Pola peluapan lumpur tiga hari belakangan ini (25-28 Desember 2006) merambat pada sore hari dan meluap pada malam hari, sehingga warga panik mengangkut barang-barangnya seperti yang terjadi di ketiga desa tersebut. Celakanya, selama itu Lapindo tidak melakukan penanggulan lagi. Lapindo hanya membuat parit di sepanjang rel kereta api di desa Siring, memompa lumpur dan membuangnya ke anak sungai di Gempol Sari, dan membiarkan lumpur itu menggenangi RT 13 dan 14 desa Kedungbendo.
Kondisi Pengungsi
Tidak mudah mendekati pengungsi maupun warga yang tinggal di desanya. Ada kesan warga tertutup kepada orang luar, terutama yang berlatar belakang organisasi tertentu, termasuk LSM. Ada kondisi yang menyebabkan demikian, yakni beratnya kepentingan perorangan maupun kelompok di antara warga, kepentingan ilmuan, aktivis parpol, aparat pemerintahan dan pengusaha terhadap potensi SDA Lapindo maupun soal dana kompensasi korban lumpur.
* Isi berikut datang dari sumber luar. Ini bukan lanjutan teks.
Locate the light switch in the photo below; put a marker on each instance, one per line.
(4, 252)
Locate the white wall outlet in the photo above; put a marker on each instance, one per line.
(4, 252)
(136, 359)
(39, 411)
Contoh konflik lainnya adalah perbedaan pendapat atau pun kepentingan warga dan LSM pada soal dampak pembuangan lumpur. Di satu sisi warga yang serba panik menghadapi luapan lumpur menginginkan lumpur itu segera dibuang ke sungai yang tidak ada manusia tinggal di dalamnya. Opini ini pun sempat direncanakan pihak Lapindo bersama tim ahli dari ITS. Sementara aktivis lingkungan hidup mendesak Lapindo tidak membuang lumpur ke sungai karena akan mencemari habitat sungai sampai ke muara, yang pada akhirnya merusak mata pencaharian nelayan. Konflik ini meruncing sampai kemudian posko Walhi dirusak oleh sekelompok warga.
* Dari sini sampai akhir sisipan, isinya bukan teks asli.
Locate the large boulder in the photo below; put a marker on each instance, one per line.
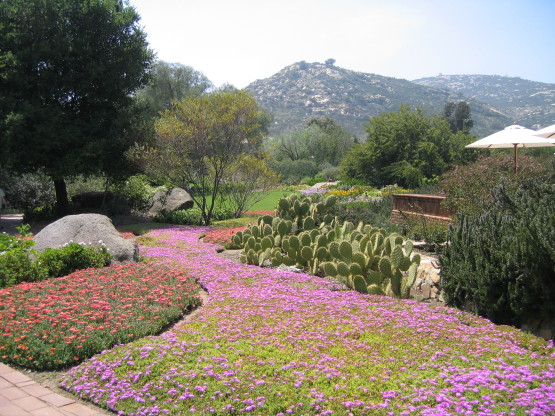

Di setiap jalan masuk desa-desa yang sudah tergenang maupun yang akan tergenang lumpur terdapat pos-pos penjagaan. Di situ ada 5-10 orang warga berjaga-jaga dan mengutip Rp 500 - Rp1000 bagi orang luar yang hendak masuk dan menyaksikan langsung rumah-rumah yang tergenang lumpur.
Di jalan-jalan masuk ke lokasi Lapindo juga demikian. Hanya saja di setiap pos-pos penjagaan selalu ada satpam dan aparat keamanan dan TNI yang ikut menjaga. Pada lokasi tertentu orang luar tidak diperkenankan masuk. Beberapa lokasi di atas tanggul-tanggul, orang luar dibolehkan masuk setelah membayar Rp 1.000 kepada warga dan tukang ojek yang membuat pos penjagaan. Cukup ramai warga yang melintas di jalan poros Surabaya-Porong. Mereka singgah dan mengambil gambar (berfoto-foto) di atas tanggul dengan latar belakang lumpur, rumah-rumah yang tersisa atap atau pun antena TV saja, serta pohon-pohon kering dan asap gas yang tidak ada hentinya.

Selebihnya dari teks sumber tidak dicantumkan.